Durante cinco días y cinco noches continuaron el viaje río abajo y Mac Trigger continuó el sistema educativo de Kazán, dándole tres palizas más y algún que otro chapuzón. En la mañana del sexto día llegaron a Red Gold City y Mac Trigger armó su tienda junto al río.
Halló en alguna parte una cadena para Kazán y después de atarlo con firmeza en la parte posterior de la tienda, cortó la correa que le impedía abrir la boca.
—No podrías comer con bozal —dijo a su preso—. Y quiero que vuelvas a ser fuerte otra vez y tan fiero como un demonio. He tenido una idea, una idea excelente. Vas a ver cómo me lleno los bolsillos de polvo de oro. Otra vez ya hice lo mismo y ahora lo repetiré.
Después de esto, ofreció dos veces al día carne cruda a su prisionero, el cual recobró prontamente el ánimo. Atenuóse el dolor de sus miembros y se curaron las heridas de su boca. Y a partir del cuarto día, cada vez que se le acercaba Sandy para darle carne, lo recibía con un gruñido de muy mal agüero, pero su amo ya no le pegaba. No le daba pescado, grasa ni harina, sino solamente carne cruda. Y para lograr las entrañas frescas de un reno, hacía a veces viajes de ocho o diez kilómetros. Un día Sandy llegó acompañado de otro hombre y cuando el desconocido dio un paso hacia Kazán, éste saltó repentinamente sobre él.

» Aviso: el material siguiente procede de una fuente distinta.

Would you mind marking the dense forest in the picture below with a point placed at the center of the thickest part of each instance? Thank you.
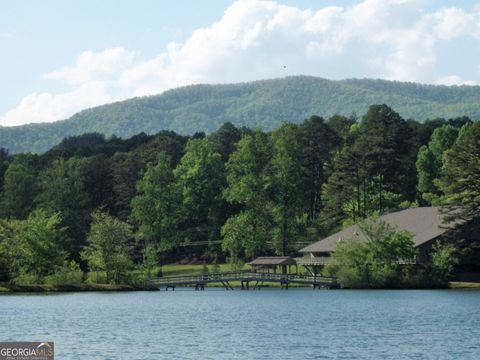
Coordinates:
(97, 203)
(264, 104)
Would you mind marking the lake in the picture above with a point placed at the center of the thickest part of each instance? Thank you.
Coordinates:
(261, 324)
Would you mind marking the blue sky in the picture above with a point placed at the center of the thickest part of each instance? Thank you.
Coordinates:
(60, 56)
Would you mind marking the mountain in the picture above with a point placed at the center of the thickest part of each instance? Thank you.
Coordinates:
(264, 103)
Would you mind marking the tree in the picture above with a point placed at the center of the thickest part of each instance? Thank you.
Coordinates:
(32, 246)
(374, 169)
(44, 237)
(200, 175)
(460, 180)
(126, 170)
(108, 247)
(285, 188)
(3, 164)
(430, 161)
(384, 149)
(224, 140)
(157, 207)
(18, 189)
(376, 260)
(62, 190)
(246, 233)
(317, 141)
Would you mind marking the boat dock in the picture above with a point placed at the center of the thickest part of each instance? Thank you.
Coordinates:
(247, 279)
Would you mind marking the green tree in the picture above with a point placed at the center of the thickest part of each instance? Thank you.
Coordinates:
(430, 161)
(246, 233)
(108, 247)
(285, 188)
(18, 189)
(374, 260)
(224, 140)
(317, 142)
(32, 246)
(460, 180)
(157, 207)
(44, 236)
(200, 175)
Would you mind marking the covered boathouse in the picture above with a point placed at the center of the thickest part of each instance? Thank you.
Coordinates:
(427, 224)
(272, 263)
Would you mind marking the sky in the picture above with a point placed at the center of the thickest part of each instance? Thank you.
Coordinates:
(58, 57)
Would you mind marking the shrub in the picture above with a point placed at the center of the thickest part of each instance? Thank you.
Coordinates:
(68, 273)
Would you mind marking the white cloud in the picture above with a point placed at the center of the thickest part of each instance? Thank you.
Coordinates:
(454, 80)
(6, 35)
(255, 39)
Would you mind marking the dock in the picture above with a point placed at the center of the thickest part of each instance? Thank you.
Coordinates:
(249, 280)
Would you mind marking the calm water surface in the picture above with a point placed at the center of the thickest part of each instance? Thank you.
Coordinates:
(266, 324)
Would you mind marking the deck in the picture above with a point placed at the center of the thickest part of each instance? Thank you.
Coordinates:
(248, 280)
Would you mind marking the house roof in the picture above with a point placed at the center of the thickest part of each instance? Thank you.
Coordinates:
(425, 223)
(272, 261)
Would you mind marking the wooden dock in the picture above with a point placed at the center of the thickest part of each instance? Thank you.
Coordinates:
(248, 280)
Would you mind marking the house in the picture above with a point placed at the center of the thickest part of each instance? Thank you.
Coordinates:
(427, 224)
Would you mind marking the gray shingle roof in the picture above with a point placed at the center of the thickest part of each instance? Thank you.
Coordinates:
(425, 223)
(272, 261)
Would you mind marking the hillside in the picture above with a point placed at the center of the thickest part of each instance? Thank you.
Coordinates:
(262, 104)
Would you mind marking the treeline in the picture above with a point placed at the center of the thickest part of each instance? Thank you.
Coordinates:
(93, 203)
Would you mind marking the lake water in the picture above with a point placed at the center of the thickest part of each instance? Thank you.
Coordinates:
(265, 324)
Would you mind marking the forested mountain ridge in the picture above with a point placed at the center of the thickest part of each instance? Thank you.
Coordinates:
(125, 206)
(263, 103)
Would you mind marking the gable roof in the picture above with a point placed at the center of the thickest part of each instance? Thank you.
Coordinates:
(272, 261)
(425, 223)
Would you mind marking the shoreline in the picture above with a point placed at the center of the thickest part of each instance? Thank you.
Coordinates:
(40, 288)
(71, 288)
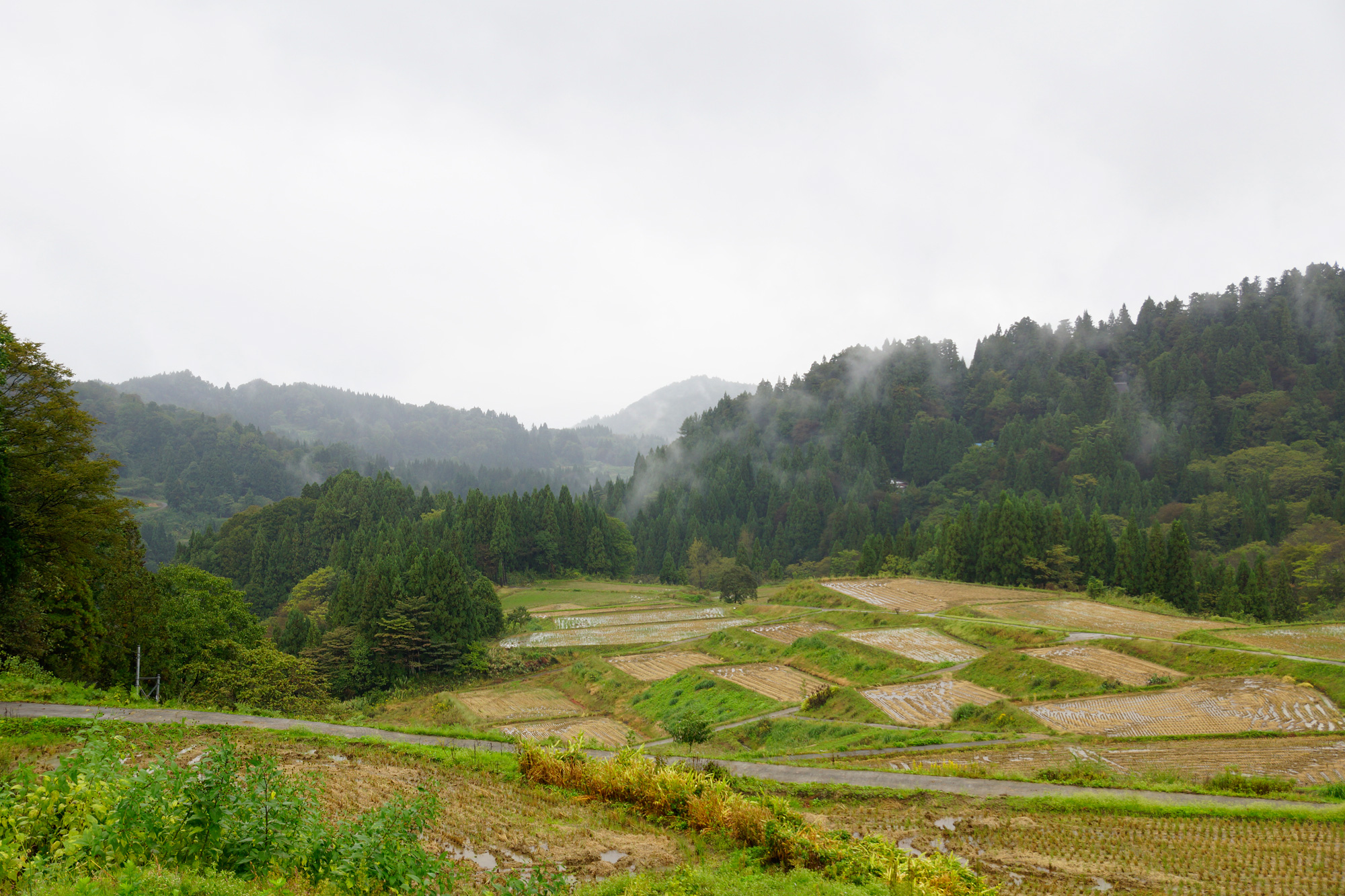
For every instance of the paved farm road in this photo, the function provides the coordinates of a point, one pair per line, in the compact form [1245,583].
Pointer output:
[792,774]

El recién llegado dio a su vez un salto retrocediendo y mascullando una blasfemia.
—¡Ya lo creo que servirá! —exclamó—. Pesa, sin duda alguna, de cinco a siete kilos menos que el Danés, pero como tiene buenos dientes y mucha agilidad, hará una buena demostración antes de ser vencido.
—Te apuesto veinticinco por ciento de mi parte a que no es vencido —arguyó Sandy.
—Hecho —contestó el otro—. ¿Cuándo estará dispuesto?
Sandy se quedó un instante pensativo.
—Dentro de una semana —dijo—. No alcanzará su peso hasta entonces. De hoy en una semana, digamos. El próximo martes por la noche. ¿Te conviene, Harker?
Éste contestó afirmativamente.
—El próximo martes por la noche —dijo—. Y apuesto la mitad de mi parte a que el Danés mata a tu perro lobo.
Sandy miró largamente a Kazán y contestó:
—No quiero ganarte la apuesta, porque estoy seguro de que no hay perro entre esta región y el Yukón capaz de matar al lobo.